Chronique 44 (23-06-2002)


La haute voûte en ogive donnait aux voix du chœur un relief particulier. Les murs en épaisses pierres de taille étaient nus. Seule décoration de l'immense pièce, les chapiteaux légèrement ouvragés. Attablés à la longue table, une cinquantaine de moine mangeaient, silencieux.
Et parmi eux, Bruno, que j'avais fini par retrouver ici.

Après une longue quête, j'avais retrouvé la trace de cet ami disparu. Et le Supérieur de l'ordre, après m'avoir confirmé sa présence, m'avait autorisé à manger avec eux, mais Frère Bruno n'ayant pas souhaité rompre son vœu de silence, je ne sut pas la raison de cette retraite.
Mais ce qui m'étonnait le plus, c'était qu'il se contentât de ces repas insipides, lui naguère si gourmand.
Après ces frugalités, il me fit l'honneur d'une visite du monastère, y compris la cuisine.
Quel calme, quelle sérénité, quel silence, mais aussi quel ennui …

Après la visite, je me retrouvais seul, chacun étant retourné à son moment de retraite solitaire. Et mes pas naturellement me ramenèrent à la cuisine. N'ayant trouvé aucune boisson à ma convenance dans le réfrigérateur, j'ouvrais les placards les uns après les autres lorsque je remarquai, au fond du placard à balais, une seconde porte. L'ayant ouverte, par curiosité, je m'avançais dans un petit couloir circulaire aboutissant à un escalier en colimaçon. Au bas de celui-ci, une nouvelle porte.
L'entrouvrant avec prudence, je jetais un coup d'œil : c'était une autre cuisine, plus petite, mais aussi plus active, plus parfumée d'odeurs diverses, plus bruyante aussi. Des moines, l'air réjoui, commentaient avec force gaieté leurs activités culinaires.
Au centre, évidemment, Frère Bruno donnait les ordres, vérifiait la bonne exécution des choses, et ne manquait pas de reprendre même le Supérieur :
" Ta brunoise n'est pas assez fine. Et rappelle-toi, tu fais suer à feu doux. Pas comme l'autre fois. "
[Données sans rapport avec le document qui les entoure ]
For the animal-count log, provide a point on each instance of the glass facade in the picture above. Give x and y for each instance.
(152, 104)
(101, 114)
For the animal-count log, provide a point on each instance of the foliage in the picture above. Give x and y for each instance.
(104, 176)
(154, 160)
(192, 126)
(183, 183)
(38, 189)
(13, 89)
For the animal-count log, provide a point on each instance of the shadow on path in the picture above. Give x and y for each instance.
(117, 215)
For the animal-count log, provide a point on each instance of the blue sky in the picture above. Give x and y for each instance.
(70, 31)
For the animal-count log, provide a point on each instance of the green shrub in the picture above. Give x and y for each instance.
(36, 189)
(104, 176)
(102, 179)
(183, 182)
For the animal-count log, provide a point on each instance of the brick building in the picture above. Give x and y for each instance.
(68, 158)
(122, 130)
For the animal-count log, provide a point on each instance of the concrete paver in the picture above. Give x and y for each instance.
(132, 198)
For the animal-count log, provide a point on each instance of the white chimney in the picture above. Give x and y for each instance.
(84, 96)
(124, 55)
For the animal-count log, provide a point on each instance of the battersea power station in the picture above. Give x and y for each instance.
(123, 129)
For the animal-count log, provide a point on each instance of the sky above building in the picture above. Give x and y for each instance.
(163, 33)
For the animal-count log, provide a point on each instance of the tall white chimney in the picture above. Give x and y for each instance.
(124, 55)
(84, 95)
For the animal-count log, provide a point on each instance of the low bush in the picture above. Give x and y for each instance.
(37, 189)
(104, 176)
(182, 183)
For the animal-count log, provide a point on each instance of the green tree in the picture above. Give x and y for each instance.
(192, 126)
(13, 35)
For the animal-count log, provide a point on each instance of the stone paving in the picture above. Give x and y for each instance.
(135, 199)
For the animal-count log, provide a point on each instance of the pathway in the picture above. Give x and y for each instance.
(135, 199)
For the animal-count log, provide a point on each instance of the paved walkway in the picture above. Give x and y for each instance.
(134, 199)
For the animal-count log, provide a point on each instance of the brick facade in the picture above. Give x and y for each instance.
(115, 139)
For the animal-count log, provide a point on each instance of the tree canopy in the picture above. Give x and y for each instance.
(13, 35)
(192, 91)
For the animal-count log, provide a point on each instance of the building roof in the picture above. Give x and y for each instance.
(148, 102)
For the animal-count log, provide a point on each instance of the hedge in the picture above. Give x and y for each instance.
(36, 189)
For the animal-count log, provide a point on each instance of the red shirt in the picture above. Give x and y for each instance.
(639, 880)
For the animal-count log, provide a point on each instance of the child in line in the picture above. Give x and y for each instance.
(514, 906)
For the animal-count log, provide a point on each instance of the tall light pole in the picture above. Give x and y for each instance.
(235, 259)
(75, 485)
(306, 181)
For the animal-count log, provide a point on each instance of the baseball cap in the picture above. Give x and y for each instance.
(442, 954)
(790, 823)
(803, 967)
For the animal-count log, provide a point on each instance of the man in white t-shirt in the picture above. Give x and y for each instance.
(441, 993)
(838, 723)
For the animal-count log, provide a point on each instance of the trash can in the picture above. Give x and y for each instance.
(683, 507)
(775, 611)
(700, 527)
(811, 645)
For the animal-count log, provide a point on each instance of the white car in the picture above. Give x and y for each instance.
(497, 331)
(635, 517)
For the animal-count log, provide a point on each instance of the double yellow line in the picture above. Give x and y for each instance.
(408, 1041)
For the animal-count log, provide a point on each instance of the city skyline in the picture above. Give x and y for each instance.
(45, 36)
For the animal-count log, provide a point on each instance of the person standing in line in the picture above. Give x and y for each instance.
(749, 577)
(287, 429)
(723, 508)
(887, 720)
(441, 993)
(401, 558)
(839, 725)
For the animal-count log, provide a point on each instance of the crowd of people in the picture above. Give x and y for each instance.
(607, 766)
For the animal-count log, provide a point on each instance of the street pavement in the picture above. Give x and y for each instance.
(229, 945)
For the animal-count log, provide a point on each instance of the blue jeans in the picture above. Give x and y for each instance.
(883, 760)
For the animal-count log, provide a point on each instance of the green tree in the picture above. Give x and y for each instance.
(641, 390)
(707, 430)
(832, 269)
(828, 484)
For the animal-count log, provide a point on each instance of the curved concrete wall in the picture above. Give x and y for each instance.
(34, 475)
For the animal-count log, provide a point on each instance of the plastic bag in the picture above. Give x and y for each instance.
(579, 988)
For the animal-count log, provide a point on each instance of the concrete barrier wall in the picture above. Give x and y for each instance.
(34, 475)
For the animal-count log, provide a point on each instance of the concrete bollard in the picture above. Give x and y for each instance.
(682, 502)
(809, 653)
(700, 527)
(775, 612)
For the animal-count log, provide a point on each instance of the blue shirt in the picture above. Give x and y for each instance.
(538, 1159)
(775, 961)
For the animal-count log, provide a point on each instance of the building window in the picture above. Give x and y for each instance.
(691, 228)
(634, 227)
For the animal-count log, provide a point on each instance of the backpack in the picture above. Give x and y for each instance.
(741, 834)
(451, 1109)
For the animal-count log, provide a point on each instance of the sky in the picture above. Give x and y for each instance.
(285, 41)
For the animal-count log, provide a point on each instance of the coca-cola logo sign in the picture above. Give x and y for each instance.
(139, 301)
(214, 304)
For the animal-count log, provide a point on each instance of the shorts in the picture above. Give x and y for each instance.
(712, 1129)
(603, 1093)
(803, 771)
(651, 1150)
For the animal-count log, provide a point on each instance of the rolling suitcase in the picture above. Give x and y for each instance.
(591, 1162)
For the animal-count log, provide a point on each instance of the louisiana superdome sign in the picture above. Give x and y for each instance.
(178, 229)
Ayant oublié toute prudence, j'avais dû trop avancer la tête et il me remarqua.

" M'étonne pas que tu nous ais découvert, sacré gône. Les odeurs t'auront sûrement aidé. Viens donc boire un verre avec nous. "

Nous discutâmes un bon moment, et il me fit bien rire en m'expliquant ses négociations ave le Supérieur pour l'ouverture de cette seconde cuisine.

" Toi qu'est un bec sucré, ça a dû aussi te manquer l'absence de dessert au repas. Tiens, en attendant nos expériences de poulet en papillotes, je vais te faire goûter une petite chose. Mais c'est pas une tarte aux pralines !!!"

Et en préparation aux agapes du soir, je m'amusais la bouche avec un chaud-froid de myrtilles.

500 g. de myrtilles, le jus d'1 citron, 150 g . de sucre, 30 cl. d'eau, 1 c. à s. de gin, 25 cl. De crème glacée à la vanille, 30 g. d'amandes effilées.

Lavez soigneusement les myrtilles, épongez-les.
Faites griller les amandes à sec.
Versez le sucre et l'eau dans une casserole, ajoutez le gin et le jus de citron. Faites cuire 5 minutes.
Plongez-y les myrtilles puis laissez-les cuire pendant 5 minutes à feu très doux. Laissez refroidir.
Préparez quatre belles boules de crème glacée.
Dressez les myrtilles au sirop dans des coupelles individuelles. Disposez au centre de chacune une boule de glace.
Parsemez d'amandes grillées et servez de suite.